Modification notification
The function has been modified:
return true;
Result
Generated assembly
Here is the generated assembly for our test code:
main:
	movabsq	$3, %r11
.LBB0_1:
	movq	$0, -32(%rsp,%r11,8)
	subq	$1, %r11
	jne	.LBB0_1
	subq	$24, %rsp
	movl	$0, 20(%rsp)
	movl	%edi, 16(%rsp)
	movq	%rsi, 8(%rsp)
	movl	$42, 4(%rsp)
	movb	$0, %al
	callq	f
	movl	$0, %edi
	movl	%eax, (%rsp)
	movl	%edi, %eax
	addq	$24, %rsp
	retq
Test program
Here is a simple test program using unitialized stack variables:
#include <stdio.h>
void f() {
  int i;
  int data[16];
  for(i=0; i!=16; ++i)
    printf("%i ", data[i]);
  printf("\n");
  for(i=0; i!=16; ++i)
    data[i] = i;
}
void g() {
  int i, j, k, l, m, n, o, p;
  printf("%i %i %i %i %i %i %i %i\n", i, j, k, l, m, n, o, p);
}
int main(int argc, char** argv) {
  f();
  f();
  g();
  return 0;
}
This is the output of a normal compilation:
-1 0 -812203224 32767 -406470232 32655 -400476992 32655 -400465496 32655 0 0 1 0 4195997 0 0 1 2 3 4 5 6 7 8 9 10 11 12 13 14 15 16 0 0 15774463 15 14 13 12
And with our stack-cleaning clang:
0 0 0 0 0 0 0 0 0 0 0 0 0 0 0 0 0 0 0 0 0 0 0 0 0 0 0 0 0 0 0 0 0 0 0 0 0 0 0 0
Result on SimGrid
The whole SimGrid test suite works without compiling SimgridMC support.

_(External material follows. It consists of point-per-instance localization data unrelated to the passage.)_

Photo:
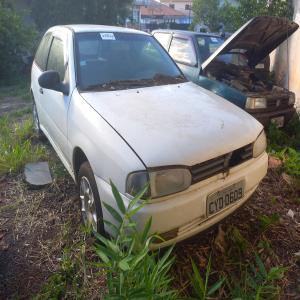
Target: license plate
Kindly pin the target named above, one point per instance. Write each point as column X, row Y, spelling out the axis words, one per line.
column 278, row 121
column 221, row 199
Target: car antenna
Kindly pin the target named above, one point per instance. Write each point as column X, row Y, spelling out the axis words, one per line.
column 287, row 54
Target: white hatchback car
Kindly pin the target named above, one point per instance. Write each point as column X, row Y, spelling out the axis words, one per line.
column 115, row 106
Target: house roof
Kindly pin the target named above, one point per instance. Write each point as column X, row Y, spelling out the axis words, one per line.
column 160, row 10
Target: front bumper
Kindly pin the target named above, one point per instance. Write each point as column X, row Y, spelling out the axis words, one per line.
column 265, row 117
column 185, row 212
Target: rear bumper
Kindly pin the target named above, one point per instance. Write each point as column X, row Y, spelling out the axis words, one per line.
column 265, row 117
column 185, row 213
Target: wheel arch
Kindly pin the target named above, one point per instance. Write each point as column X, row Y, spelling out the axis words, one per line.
column 79, row 157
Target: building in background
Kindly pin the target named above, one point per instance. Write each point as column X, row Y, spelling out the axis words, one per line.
column 185, row 6
column 148, row 15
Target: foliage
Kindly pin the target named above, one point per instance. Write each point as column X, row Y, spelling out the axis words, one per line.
column 133, row 271
column 285, row 144
column 233, row 16
column 16, row 148
column 200, row 285
column 16, row 40
column 47, row 13
column 256, row 282
column 267, row 221
column 65, row 279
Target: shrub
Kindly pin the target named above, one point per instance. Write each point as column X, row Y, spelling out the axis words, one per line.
column 16, row 40
column 16, row 147
column 133, row 271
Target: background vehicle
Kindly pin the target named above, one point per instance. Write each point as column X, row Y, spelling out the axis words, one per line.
column 235, row 70
column 116, row 107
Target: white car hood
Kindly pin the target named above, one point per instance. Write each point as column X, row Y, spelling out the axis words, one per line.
column 180, row 124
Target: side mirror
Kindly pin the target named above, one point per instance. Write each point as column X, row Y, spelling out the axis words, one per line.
column 50, row 80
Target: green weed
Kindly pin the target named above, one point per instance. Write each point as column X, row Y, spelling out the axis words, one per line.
column 256, row 282
column 16, row 148
column 200, row 284
column 67, row 280
column 132, row 270
column 267, row 221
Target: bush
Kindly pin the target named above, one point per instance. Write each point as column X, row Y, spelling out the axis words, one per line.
column 16, row 40
column 132, row 270
column 16, row 148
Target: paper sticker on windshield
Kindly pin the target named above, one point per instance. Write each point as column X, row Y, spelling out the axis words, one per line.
column 214, row 40
column 108, row 36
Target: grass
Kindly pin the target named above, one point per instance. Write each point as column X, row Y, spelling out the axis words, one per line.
column 285, row 145
column 16, row 145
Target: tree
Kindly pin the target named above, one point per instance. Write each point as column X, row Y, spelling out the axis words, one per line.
column 47, row 13
column 213, row 14
column 16, row 40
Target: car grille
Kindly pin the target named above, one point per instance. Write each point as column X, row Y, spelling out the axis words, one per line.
column 278, row 102
column 221, row 164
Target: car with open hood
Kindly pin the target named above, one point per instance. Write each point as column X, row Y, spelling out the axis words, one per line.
column 237, row 69
column 116, row 107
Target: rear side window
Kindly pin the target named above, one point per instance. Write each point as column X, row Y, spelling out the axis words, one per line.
column 163, row 39
column 182, row 51
column 42, row 52
column 56, row 58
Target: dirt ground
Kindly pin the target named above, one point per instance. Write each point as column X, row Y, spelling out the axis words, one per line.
column 36, row 225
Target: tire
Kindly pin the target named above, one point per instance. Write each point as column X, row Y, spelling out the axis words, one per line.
column 36, row 123
column 90, row 204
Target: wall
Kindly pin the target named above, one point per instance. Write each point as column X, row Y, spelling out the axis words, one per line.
column 285, row 60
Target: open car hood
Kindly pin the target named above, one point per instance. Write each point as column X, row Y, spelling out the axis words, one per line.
column 256, row 39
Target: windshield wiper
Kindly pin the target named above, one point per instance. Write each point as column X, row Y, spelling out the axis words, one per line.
column 113, row 85
column 157, row 79
column 162, row 78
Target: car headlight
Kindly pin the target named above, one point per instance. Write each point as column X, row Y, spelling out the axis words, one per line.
column 254, row 103
column 162, row 181
column 292, row 99
column 260, row 144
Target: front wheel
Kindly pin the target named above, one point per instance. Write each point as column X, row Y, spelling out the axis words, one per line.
column 91, row 209
column 36, row 123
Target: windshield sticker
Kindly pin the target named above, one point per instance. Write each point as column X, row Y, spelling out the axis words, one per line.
column 108, row 36
column 214, row 40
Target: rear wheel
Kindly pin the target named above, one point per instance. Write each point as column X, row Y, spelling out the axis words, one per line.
column 91, row 209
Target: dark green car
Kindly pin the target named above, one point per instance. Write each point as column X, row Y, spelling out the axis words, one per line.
column 237, row 69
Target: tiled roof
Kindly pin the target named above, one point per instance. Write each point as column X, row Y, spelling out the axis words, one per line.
column 160, row 10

At this point, I discovered that SimGrid fails to run when compiled with clang (or DragonEgg) with support for SimGridMC. I need to fix this first before testing the impact of cleaning the stack on SimGridMC state comparison.
In the next episode, I'll try another implementation of the same concept using a few scripts in order to process the generated assembly between the compiler and the assembler which should work with a standard GCC and with SimGridMC.